La segunda opción que me compraría sería la XBOX360, pero como no me voy a comprar 2 pues...

La que nunca me compraría sería la PS3, me parece que se han adelantado mucho con el blu-ray y por ello les está castigando su precio. Además de copiar a Nintento, como por ejemplo el 'Sixaxis' que según Sony la idea la tuvieron hace muchos años, pero la sacaron a las semanas de que lo sacara Nintendo y lo mismo con los Miis y el paseo de los Miis, que copia Sony con el Home, también una idea que tenían de hace mucho tiempo, jajaja
La verdad es que su precio es insuperable y no lo van a poder bajar en mucho tiempo, los juegos que tienen tampoco son para tirar cohetes (y más ahora que las third parties están desarrollando para wii, cosa increíble). Y lo de sacar los mandos sin vibración también fue para cubrirse de gloria, jajaja
Que conste que no soy anti-sony, que tengo la PSP, pero es que el que desarrollo la consola se cree que vivimos en el 2020.

----------


## Franmanzaneda

Pues qué queréis que os diga... tengo la ps2 y la psp y me encantaría pillarme la PS3!!!!!

----------


## Gonzalo Orellana

> El MarioKart de la Supernintendo aún no tiene rival!
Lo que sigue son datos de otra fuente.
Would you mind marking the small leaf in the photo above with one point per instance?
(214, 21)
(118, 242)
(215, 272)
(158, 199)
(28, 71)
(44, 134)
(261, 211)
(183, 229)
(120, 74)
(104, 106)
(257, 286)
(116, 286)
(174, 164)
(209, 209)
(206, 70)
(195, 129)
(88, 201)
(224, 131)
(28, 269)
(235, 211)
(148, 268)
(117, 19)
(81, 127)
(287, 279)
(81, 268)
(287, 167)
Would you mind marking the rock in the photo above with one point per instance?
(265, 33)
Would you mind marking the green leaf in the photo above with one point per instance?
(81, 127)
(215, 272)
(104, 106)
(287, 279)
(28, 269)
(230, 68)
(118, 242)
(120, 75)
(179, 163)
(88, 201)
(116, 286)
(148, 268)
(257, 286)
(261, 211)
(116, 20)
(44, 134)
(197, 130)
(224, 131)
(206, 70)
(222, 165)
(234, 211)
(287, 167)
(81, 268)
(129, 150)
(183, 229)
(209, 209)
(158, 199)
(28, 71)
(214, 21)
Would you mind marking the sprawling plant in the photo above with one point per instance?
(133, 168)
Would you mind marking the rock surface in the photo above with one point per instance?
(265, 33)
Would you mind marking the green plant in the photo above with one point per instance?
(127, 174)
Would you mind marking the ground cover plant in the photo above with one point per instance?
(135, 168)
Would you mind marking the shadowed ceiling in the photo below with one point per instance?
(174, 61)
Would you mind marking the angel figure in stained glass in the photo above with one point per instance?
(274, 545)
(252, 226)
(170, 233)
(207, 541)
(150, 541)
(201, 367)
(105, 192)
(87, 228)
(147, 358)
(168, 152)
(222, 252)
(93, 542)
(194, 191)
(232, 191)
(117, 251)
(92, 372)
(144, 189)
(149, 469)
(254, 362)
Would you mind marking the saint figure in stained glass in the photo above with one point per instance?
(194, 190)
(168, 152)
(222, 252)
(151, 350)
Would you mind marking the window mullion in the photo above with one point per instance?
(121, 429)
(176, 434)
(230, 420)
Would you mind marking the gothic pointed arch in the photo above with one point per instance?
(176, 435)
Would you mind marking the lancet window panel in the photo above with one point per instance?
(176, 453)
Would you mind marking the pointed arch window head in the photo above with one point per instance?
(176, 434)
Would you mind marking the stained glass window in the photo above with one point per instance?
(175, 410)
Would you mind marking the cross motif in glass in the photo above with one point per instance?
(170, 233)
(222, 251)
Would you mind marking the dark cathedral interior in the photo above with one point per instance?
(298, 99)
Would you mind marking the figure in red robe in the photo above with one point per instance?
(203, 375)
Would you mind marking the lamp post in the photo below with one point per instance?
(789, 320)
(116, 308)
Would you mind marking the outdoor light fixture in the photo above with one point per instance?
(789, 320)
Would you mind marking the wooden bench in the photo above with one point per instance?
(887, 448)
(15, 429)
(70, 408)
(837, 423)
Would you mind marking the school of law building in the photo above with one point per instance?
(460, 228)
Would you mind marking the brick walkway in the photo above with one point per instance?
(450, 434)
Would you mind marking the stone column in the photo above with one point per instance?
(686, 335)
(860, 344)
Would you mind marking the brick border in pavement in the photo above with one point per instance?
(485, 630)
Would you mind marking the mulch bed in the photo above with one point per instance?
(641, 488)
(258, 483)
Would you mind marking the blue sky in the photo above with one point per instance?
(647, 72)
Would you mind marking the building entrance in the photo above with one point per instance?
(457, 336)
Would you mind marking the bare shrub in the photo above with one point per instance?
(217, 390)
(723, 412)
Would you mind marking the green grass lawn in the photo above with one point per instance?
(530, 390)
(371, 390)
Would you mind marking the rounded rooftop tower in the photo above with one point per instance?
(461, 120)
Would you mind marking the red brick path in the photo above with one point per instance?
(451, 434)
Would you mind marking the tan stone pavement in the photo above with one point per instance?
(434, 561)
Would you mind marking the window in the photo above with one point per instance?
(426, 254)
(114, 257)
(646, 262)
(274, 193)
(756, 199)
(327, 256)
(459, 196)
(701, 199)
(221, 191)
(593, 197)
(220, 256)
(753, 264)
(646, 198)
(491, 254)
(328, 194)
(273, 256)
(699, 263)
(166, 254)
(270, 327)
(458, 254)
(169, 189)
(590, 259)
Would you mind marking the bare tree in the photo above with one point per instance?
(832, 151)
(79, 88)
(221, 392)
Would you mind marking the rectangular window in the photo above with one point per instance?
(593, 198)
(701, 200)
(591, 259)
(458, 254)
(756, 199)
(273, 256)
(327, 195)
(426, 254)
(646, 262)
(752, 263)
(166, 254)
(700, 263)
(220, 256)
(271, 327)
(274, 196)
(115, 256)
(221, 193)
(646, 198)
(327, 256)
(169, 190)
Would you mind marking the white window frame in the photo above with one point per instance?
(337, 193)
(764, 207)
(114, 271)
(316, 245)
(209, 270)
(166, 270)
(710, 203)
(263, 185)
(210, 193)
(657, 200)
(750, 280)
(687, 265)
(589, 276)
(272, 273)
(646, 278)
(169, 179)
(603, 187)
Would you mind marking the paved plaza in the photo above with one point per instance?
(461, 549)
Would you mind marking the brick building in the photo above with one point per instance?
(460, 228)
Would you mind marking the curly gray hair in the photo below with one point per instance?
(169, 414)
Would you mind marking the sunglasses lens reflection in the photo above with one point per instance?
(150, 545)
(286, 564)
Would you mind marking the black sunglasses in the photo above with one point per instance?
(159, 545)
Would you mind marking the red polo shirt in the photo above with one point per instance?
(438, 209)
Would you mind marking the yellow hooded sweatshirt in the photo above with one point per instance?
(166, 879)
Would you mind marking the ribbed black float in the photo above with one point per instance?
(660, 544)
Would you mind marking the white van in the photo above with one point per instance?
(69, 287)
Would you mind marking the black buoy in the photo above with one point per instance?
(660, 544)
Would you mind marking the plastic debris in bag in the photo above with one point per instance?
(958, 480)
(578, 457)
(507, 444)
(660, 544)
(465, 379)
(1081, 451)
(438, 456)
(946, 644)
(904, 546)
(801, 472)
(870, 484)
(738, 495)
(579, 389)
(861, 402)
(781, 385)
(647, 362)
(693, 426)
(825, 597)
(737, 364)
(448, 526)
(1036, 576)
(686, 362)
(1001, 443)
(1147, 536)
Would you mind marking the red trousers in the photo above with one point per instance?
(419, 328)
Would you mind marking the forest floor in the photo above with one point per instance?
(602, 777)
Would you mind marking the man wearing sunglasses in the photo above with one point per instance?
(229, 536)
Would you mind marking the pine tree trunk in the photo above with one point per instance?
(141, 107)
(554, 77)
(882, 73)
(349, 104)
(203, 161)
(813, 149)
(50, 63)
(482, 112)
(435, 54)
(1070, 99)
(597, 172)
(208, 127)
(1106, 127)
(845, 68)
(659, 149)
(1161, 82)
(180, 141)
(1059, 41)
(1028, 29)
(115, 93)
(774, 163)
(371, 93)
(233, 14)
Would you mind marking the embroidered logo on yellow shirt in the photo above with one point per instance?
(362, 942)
Dí que si. Vaya vicios que me pegaba yo a ese juego. 
 :D 

También me acuerdo de mis tiempos con el pokemos amarillo en la gameboy... Los pokemon de ahora son una mierda, y además ¿Cuántos son ya? Creo que he perdido la cuenta   :Lol:   :Lol:

----------


## Chiva

Con que compraras el Mario Kart y el Super Smash Bros. ya tenías diversión para toda la generación de esa consola.

----------


## Mindcraft

> Super Mario worllllllld!


Aguante el super mario world para supernintendo!!

Yo me compraria la xbox 360, ya que un tipo que la tiene y yo vi sus juegos tienen espectaculares graficos (o por lo menos los que vi).Aunque no se si me la compraria.

----------